AWS Certification Exam Practice Questions
- Questions are collected from Internet and the answers are marked as per my knowledge and understanding (which might differ with yours).
- AWS services are updated everyday and both the answers and questions might be outdated soon, so research accordingly.
- AWS exam questions are not updated to keep up the pace with AWS updates, so even if the underlying feature has changed the question might not be updated
- Open to further feedback, discussion and correction.
- Once we have our logs in CloudWatch, we can do a number of things such as: Choose 3. Choose the 3 correct answers:[CDOP]
- Send the log data to AWS Lambda for custom processing or to load into other systems
- Stream the log data to Amazon Kinesis
- Stream the log data into Amazon Elasticsearch in near real-time with CloudWatch Logs subscriptions.
- Record API calls for your AWS account and delivers log files containing API calls to your Amazon S3 bucket
- You have decided to set the threshold for errors on your application to a certain number and once that threshold is reached you need to alert the Senior DevOps engineer. What is the best way to do this? Choose 3. Choose the 3 correct answers: [CDOP]
- Set the threshold your application can tolerate in a CloudWatch Logs group and link a CloudWatch alarm on that threshold.
- Use CloudWatch Logs agent to send log data from the app to CloudWatch Logs from Amazon EC2 instances
- Pipe data from EC2 to the application logs using AWS Data Pipeline and CloudWatch
- Once a CloudWatch alarm is triggered, use SNS to notify the Senior DevOps Engineer.
- You are hired as the new head of operations for a SaaS company. Your CTO has asked you to make debugging any part of your entire operation simpler and as fast as possible. She complains that she has no idea what is going on in the complex, service-oriented architecture, because the developers just log to disk, and it’s very hard to find errors in logs on so many services. How can you best meet this requirement and satisfy your CTO? [CDOP]
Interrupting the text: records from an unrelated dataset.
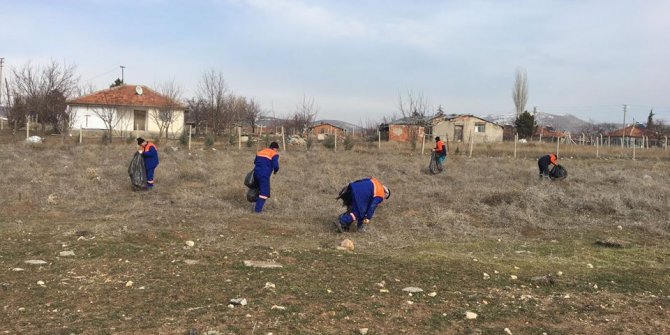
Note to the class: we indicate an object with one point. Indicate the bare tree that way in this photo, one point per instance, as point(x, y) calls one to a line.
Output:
point(413, 109)
point(212, 91)
point(520, 91)
point(42, 91)
point(303, 117)
point(165, 115)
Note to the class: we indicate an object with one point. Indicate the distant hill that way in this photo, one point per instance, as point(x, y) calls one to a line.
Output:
point(567, 122)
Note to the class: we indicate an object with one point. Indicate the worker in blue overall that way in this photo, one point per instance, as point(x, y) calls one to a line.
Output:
point(361, 198)
point(265, 165)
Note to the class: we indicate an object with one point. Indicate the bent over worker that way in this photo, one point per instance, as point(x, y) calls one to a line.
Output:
point(149, 152)
point(265, 165)
point(544, 162)
point(362, 198)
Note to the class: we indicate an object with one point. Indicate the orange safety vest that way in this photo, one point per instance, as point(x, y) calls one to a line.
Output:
point(267, 153)
point(148, 147)
point(378, 188)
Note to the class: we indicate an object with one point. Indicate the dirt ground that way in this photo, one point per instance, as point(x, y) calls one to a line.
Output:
point(588, 255)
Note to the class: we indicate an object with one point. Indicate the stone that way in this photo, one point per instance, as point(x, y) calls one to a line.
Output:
point(35, 262)
point(262, 264)
point(239, 301)
point(347, 244)
point(412, 289)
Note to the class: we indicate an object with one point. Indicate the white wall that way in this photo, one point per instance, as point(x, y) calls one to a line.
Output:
point(86, 118)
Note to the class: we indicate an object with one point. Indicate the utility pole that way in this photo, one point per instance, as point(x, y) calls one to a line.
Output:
point(625, 110)
point(2, 63)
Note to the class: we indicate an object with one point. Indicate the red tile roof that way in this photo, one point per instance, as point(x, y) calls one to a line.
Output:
point(632, 131)
point(125, 95)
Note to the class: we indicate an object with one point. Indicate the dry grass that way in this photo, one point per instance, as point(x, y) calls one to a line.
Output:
point(488, 213)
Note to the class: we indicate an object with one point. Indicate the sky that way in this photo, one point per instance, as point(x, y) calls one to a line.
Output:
point(355, 58)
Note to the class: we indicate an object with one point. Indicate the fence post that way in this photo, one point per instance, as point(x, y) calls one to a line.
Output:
point(283, 139)
point(239, 138)
point(423, 144)
point(516, 139)
point(379, 140)
point(472, 138)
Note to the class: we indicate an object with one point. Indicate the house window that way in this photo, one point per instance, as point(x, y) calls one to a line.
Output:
point(140, 120)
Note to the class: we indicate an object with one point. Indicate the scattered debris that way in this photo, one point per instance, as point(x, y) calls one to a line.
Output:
point(239, 301)
point(346, 244)
point(262, 265)
point(470, 315)
point(610, 243)
point(412, 289)
point(543, 280)
point(35, 262)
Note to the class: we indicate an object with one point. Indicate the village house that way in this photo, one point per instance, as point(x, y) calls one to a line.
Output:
point(129, 109)
point(463, 128)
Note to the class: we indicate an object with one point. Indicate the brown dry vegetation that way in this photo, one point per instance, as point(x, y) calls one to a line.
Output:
point(486, 214)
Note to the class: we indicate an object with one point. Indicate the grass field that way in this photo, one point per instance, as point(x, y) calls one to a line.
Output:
point(588, 255)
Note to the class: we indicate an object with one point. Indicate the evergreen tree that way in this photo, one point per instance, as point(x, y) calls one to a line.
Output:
point(525, 124)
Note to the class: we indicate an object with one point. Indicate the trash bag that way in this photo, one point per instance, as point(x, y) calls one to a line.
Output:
point(250, 181)
point(558, 172)
point(252, 194)
point(137, 172)
point(435, 167)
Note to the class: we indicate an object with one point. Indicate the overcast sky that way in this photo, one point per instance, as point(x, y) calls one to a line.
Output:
point(355, 57)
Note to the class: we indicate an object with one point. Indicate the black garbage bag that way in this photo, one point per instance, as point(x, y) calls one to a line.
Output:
point(250, 181)
point(558, 172)
point(252, 194)
point(137, 172)
point(435, 167)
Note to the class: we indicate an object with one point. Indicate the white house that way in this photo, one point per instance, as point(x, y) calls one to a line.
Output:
point(129, 109)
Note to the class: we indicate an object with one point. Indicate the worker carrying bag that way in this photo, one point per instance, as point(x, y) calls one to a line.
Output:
point(137, 172)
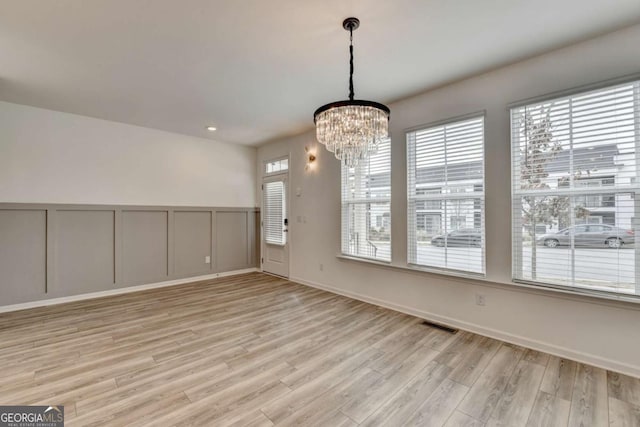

- Copy all log files into AWS S3 using a cron job on each instance. Use an S3 Notification Configuration on the <code>PutBucket</code> event and publish events to AWS Lambda. Use the Lambda to analyze logs as soon as they come in and flag issues. (is not fast in search and introduces delay)
- Begin using CloudWatch Logs on every service. Stream all Log Groups into S3 objects. Use AWS EMR cluster jobs to perform adhoc MapReduce analysis and write new queries when needed. (is not fast in search and introduces delay)
- Copy all log files into AWS S3 using a cron job on each instance. Use an S3 Notification Configuration on the <code>PutBucket</code> event and publish events to AWS Kinesis. Use Apache Spark on AWS EMR to perform at-scale stream processing queries on the log chunks and flag issues. (is not fast in search and introduces delay)
- Begin using CloudWatch Logs on every service. Stream all Log Groups into an AWS Elasticsearch Service Domain running Kibana 4 and perform log analysis on a search cluster. (ELK – Elasticsearch, Kibana stack is designed specifically for real-time, ad-hoc log analysis and aggregation)
- You use Amazon CloudWatch as your primary monitoring system for your web application. After a recent software deployment, your users are getting Intermittent 500 Internal Server Errors when using the web application. You want to create a CloudWatch alarm, and notify an on-call engineer when these occur. How can you accomplish this using AWS services? (Choose three.) [CDOP]
- Deploy your web application as an AWS Elastic Beanstalk application. Use the default Elastic Beanstalk CloudWatch metrics to capture 500 Internal Server Errors. Set a CloudWatch alarm on that metric.
- Install a CloudWatch Logs Agent on your servers to stream web application logs to CloudWatch.
- Use Amazon Simple Email Service to notify an on-call engineer when a CloudWatch alarm is triggered.
- Create a CloudWatch Logs group and define metric filters that capture 500 Internal Server Errors. Set a CloudWatch alarm on that metric.
- Use Amazon Simple Notification Service to notify an on-call engineer when a CloudWatch alarm is triggered.
- Use AWS Data Pipeline to stream web application logs from your servers to CloudWatch.